Mar 02, 2020 Newsdesk Latest News, Macau, Top of the deck  
Macau’s gross domestic product (GDP) fell by 4.7 percent year-on-year in real terms for the whole of 2019, said on Friday the city’s Statistics and Census Service.
For the fourth quarter that indicator declined by 8.1 percent year-on-year. For the whole of 2019, Macau’s aggregate real GDP was MOP434.7 billion (US$54.2 billion), and on a per-capita basis was MOP645,438, said the statistics bureau.
Factors nonetheless holding back 2019 GDP performance included the fact exports of gaming services fell by 9.8 percent year-on-year, “dragged by a decrease in VIP gaming business,” noted the city’s Statistics and Census Service.
In 2019, Macau-market gross gaming revenue (GGR) generated by VIP play, was down 18.6 percent year-on-year, according to information published in mid-January this year by the local casino regulator, the Gaming Inspection and Coordination Bureau. Such decline was offset by a 15.0-percent increase in mass-market revenue, meaning that Macau’s accumulated casino GGR for full-year 2019 declined only by 3.4 percent year-on-year.
Macau’s GDP performance trends in recent years have broadly coincided with casino GGR trends in the city, highlighting the importance of the gaming sector to the local economy. In 2018, Macau’s real GDP had expanded by 5.4 percent, when the city’s casino GGR rose by 14.0 percent in year-on-year terms.

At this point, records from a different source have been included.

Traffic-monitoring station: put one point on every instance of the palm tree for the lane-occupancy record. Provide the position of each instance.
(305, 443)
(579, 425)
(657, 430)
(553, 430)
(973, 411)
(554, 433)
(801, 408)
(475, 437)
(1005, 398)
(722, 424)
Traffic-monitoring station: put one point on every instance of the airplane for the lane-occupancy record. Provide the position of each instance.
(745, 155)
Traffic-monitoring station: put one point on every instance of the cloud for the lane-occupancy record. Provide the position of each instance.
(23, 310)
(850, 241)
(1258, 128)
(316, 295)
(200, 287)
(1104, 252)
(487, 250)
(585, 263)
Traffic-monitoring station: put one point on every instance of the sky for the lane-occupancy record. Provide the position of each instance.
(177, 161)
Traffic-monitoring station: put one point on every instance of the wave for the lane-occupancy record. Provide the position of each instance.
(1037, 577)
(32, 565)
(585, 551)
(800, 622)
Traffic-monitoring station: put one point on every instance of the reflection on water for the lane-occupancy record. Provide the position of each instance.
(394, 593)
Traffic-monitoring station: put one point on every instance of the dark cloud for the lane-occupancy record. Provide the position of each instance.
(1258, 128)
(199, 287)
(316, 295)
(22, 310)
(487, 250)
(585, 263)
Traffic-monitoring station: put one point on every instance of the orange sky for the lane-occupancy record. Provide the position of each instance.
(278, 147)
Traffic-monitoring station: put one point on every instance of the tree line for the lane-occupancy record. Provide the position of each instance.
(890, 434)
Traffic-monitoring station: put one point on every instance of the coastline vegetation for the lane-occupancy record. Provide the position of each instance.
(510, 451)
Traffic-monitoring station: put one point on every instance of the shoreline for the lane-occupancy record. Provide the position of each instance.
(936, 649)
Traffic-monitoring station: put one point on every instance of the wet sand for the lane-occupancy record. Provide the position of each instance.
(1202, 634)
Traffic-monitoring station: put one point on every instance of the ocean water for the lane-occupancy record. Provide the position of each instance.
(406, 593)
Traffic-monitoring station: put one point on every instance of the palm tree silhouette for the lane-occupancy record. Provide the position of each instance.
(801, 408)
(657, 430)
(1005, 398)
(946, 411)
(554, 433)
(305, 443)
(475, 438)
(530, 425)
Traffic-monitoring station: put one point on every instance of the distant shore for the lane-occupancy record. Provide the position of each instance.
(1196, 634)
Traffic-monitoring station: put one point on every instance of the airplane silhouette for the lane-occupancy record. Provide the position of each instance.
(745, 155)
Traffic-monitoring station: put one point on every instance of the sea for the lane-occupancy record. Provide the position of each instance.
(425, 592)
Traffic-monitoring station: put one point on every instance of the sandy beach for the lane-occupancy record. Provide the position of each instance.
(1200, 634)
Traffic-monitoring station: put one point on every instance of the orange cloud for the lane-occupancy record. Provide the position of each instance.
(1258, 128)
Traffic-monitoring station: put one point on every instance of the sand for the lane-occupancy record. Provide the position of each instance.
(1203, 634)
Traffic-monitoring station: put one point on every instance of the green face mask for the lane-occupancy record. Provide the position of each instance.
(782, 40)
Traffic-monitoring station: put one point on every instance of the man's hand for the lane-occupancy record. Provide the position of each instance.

For the 2019 GDP numbers, the statistics bureau said exports of tourism services other than gaming “dropped by 7.0 percent year-on-year owing to a decline in visitor arrivals and visitors’ per-capita spending under external influences”.
The bureau noted that Macau’s GDP had been in “negative growth since the first quarter of 2019, owing to decreases in investment and exports of services”.
In October the International Monetary Fund (IMF) had forecast Macau’s GDP would fall by 1.3 percent in 2019 and by 1.1 percent in 2020.
But since then the drag factor linked to China’s slowing economic growth during 2019 has been compounded by the downturn of the city’s tourism market amid the coronavirus alert in place locally since just before Chinese New Year.
On Sunday the Macau government announced Macau casino GGR shrank by 87.8 percent in February in year-on-year terms, negatively affected by factors including a 15-day shutdown ordered by the city’s government as part of the efforts to contain the spread locally of the Covid-19 disease linked with the newly-identified coronavirus.
Brokerage JP Morgan Securities (Asia Pacific) Ltd said in a Sunday note that the February GGR result was “not meaningful” given disruption in the Macau inbound tourism market, particularly since early February. This included “lack of Macau visas” in terms of inbound trips from mainland China, “limited transport options, hours-long health check at the border, potential 14-day quarantine, [and] mandatory face masks” to be worn by customers on casino floors, as well as gaming staff.